"Christianity stands or falls with its revolutionary protest against violence, arbitrariness, and pride of power, and with its plea for the weak. Christians are doing too little to make these points clear ... Christendom adjusts itself far too easily to the worship of power." - Dietrich Bonhoeffer
Perhaps the most powerful commentary on the spectacle of the Church of England's General Synod over the past week came not from a Christian source, or from within either the inherited or emerging churches, but from a newspaper proud of its secular tradition - The Independent .
Its leading article  the day the Synod completed its business is alive to the dynamic of the Gospel message and the contradictions of Christianity in a way that some within the household struggle to see, and importantly it is more than just critique. It is a proposal for an alternative path - the challenge of reshaping and redirecting "organised religion" in the trajectory of what many of us call post-Christendom .

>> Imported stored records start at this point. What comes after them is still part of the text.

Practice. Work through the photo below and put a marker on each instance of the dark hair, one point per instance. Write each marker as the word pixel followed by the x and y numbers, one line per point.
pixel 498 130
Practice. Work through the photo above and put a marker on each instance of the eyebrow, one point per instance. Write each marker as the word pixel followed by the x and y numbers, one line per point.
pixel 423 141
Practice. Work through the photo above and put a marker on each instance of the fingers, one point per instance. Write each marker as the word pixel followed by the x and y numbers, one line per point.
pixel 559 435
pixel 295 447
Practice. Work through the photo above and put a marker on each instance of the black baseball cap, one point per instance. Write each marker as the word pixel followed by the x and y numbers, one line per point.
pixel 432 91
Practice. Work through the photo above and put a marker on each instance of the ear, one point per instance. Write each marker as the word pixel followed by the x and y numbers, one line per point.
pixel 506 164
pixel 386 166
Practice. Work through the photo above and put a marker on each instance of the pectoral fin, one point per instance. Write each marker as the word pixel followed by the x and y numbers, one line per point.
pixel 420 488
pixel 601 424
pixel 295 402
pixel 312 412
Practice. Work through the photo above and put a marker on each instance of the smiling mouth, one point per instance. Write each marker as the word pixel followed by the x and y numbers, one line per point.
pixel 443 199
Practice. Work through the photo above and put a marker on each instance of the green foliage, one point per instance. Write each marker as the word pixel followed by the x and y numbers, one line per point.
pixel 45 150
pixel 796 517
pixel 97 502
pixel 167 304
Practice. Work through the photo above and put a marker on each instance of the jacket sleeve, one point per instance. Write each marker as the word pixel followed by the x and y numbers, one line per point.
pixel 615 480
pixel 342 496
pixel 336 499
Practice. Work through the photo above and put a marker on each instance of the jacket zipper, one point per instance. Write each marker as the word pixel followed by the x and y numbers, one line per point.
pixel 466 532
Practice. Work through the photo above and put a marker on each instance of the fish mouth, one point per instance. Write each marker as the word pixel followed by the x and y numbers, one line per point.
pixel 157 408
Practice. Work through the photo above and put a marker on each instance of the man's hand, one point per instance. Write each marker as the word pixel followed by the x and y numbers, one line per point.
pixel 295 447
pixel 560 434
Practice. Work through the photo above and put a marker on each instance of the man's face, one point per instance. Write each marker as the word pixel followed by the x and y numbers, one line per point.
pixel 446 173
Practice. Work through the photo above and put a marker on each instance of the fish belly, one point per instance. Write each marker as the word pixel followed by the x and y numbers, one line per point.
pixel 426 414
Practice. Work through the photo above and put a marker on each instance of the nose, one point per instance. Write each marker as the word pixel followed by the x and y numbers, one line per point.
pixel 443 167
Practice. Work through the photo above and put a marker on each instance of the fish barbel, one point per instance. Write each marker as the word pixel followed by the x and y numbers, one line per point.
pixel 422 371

Not 'post-Christianity', note, but a rediscovery of the Christian message beyond the church of privilege and power, and towards something much more hopeful and creative.
"The ignored gospel message" is worth reproducing in full, and we do so with full acknowledgements:
Lord what fools these mortals be. It is difficult for an outsider to look upon the febrile maunderings of the General Synod of the Church of England without a sense of bewilderment and mild irritation. The body which is the parliament of the nation's established church is, all things considered, a pretty poor advertisement for the message of good news which its founder set out to bring humanity.

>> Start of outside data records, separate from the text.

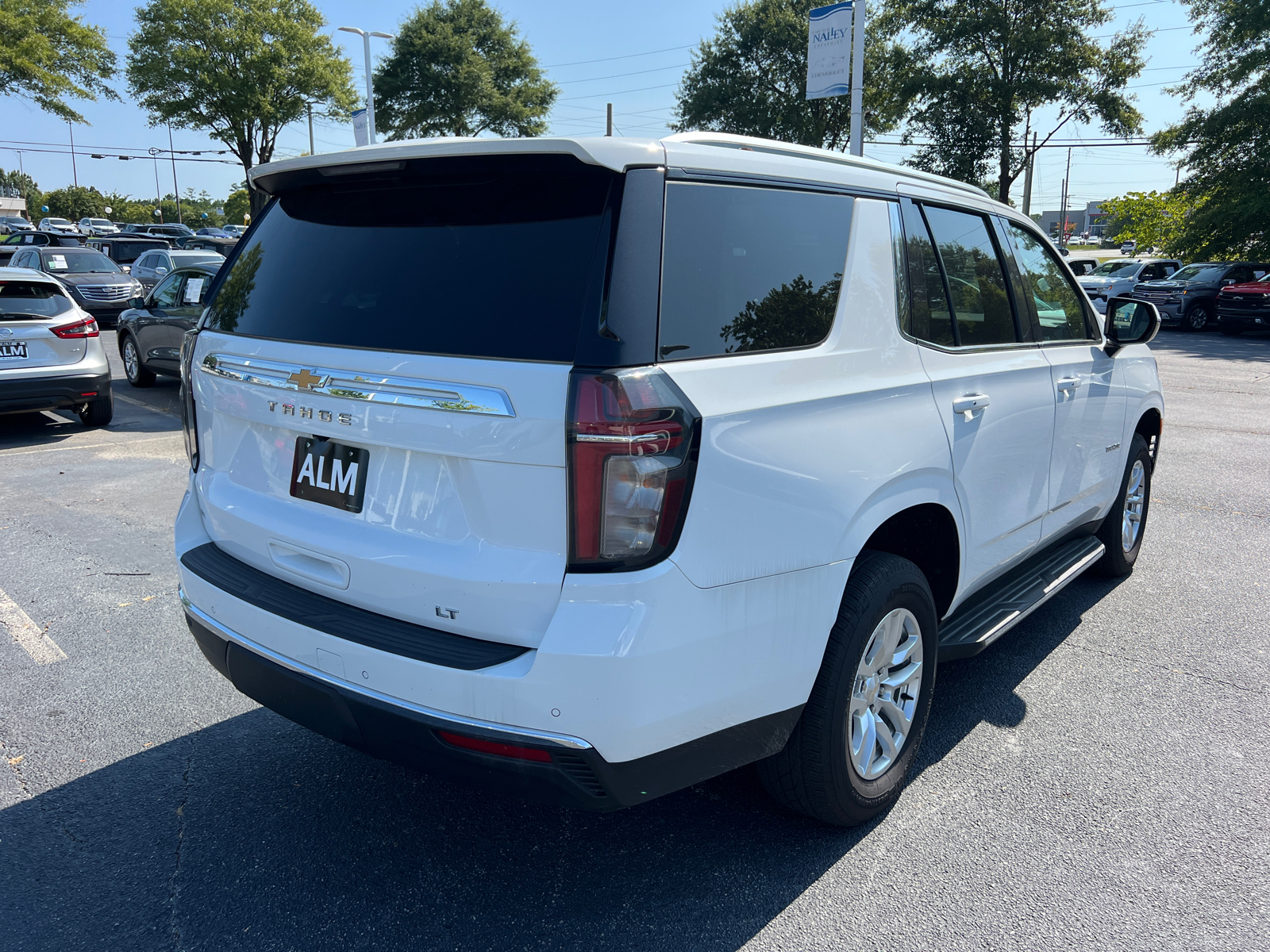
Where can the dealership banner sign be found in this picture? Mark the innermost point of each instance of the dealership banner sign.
(829, 51)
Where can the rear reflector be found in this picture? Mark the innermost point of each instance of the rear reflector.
(489, 747)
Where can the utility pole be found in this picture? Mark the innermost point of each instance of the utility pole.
(154, 154)
(370, 94)
(175, 188)
(1062, 234)
(1032, 165)
(74, 171)
(857, 78)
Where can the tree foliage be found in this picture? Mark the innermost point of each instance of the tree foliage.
(457, 69)
(995, 63)
(1151, 219)
(75, 202)
(1226, 148)
(751, 79)
(791, 315)
(50, 56)
(238, 69)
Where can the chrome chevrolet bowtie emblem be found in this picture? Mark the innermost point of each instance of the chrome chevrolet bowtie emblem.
(305, 380)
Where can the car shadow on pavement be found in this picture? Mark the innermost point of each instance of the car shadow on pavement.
(1216, 347)
(254, 833)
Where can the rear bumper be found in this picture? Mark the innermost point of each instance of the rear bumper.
(1244, 321)
(568, 772)
(32, 393)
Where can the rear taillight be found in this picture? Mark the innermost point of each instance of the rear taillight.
(632, 456)
(188, 419)
(80, 329)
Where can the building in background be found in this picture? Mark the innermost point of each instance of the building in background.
(12, 203)
(1090, 221)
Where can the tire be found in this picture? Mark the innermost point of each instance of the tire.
(98, 412)
(133, 368)
(1118, 560)
(1199, 317)
(817, 774)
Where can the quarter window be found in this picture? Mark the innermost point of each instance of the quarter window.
(749, 270)
(1056, 298)
(168, 291)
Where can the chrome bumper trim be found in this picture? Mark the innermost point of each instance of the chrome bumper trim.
(514, 735)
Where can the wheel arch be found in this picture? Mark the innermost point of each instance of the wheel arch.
(920, 522)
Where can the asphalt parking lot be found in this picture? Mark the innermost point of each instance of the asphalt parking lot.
(1098, 780)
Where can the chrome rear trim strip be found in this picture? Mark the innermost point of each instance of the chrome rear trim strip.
(514, 735)
(372, 389)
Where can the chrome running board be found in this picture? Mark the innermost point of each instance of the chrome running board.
(991, 613)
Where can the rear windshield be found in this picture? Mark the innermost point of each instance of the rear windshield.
(25, 300)
(78, 262)
(478, 258)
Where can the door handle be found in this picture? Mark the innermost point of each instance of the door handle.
(968, 404)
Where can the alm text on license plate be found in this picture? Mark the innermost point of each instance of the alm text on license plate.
(330, 474)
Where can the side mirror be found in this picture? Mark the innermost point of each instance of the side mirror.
(1130, 321)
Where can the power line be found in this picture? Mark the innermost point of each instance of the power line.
(622, 92)
(638, 73)
(610, 59)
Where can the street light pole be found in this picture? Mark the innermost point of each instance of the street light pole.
(370, 94)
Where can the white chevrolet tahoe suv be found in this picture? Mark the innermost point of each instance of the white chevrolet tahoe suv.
(591, 469)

Indeed it seems more focused upon bad news – as if it were determined to project its faith in entirely negative terms. Listening to its preoccupations the casual listener could be forgiven for dismissing it as a reactionary institution which is anti-women, anti-gay, anti-Muslim. That is a caricature but it is drawn with the Church's own ink.
The Synod does, at least, have the virtue of being a democratic forum in which such issues can be debated. That is an improvement on the autocratic style of the Pope who recently, in officially announcing his visit to the UK in September, took an almighty side-swipe at Britain's equality laws with the demand that his church should be allowed somehow to stand above those laws.
But both churches put their institutional interests and their abstract theologies above the need to embrace equality and avoid stigmatisation – which was one of the fundamentals of Christ's message in the gospels these clerics purport to place at the centre of their vision. The Church will doubtless blame the media for reporting only on its bitter wranglings – and it is true that the speech by the Archbishop of Canterbury to the Synod contained some interesting nuanced philosophical musings on both equality and euthanasia. How should society balance one set of freedoms against another, he asked, and when does a "right to die" not just manipulate the vulnerable but cross a moral boundary?
The Church ought to stand as a sign of contradiction in a consumerist culture whose focus constantly and unquestioningly narrows on ever-greater individualism and self-interest. But where it ignores the lessons which secular society has to teach it about its own gospel message, and does so with such shrill intolerance, it has only itself to blame if the rest of us dismiss it as a foolish pageant.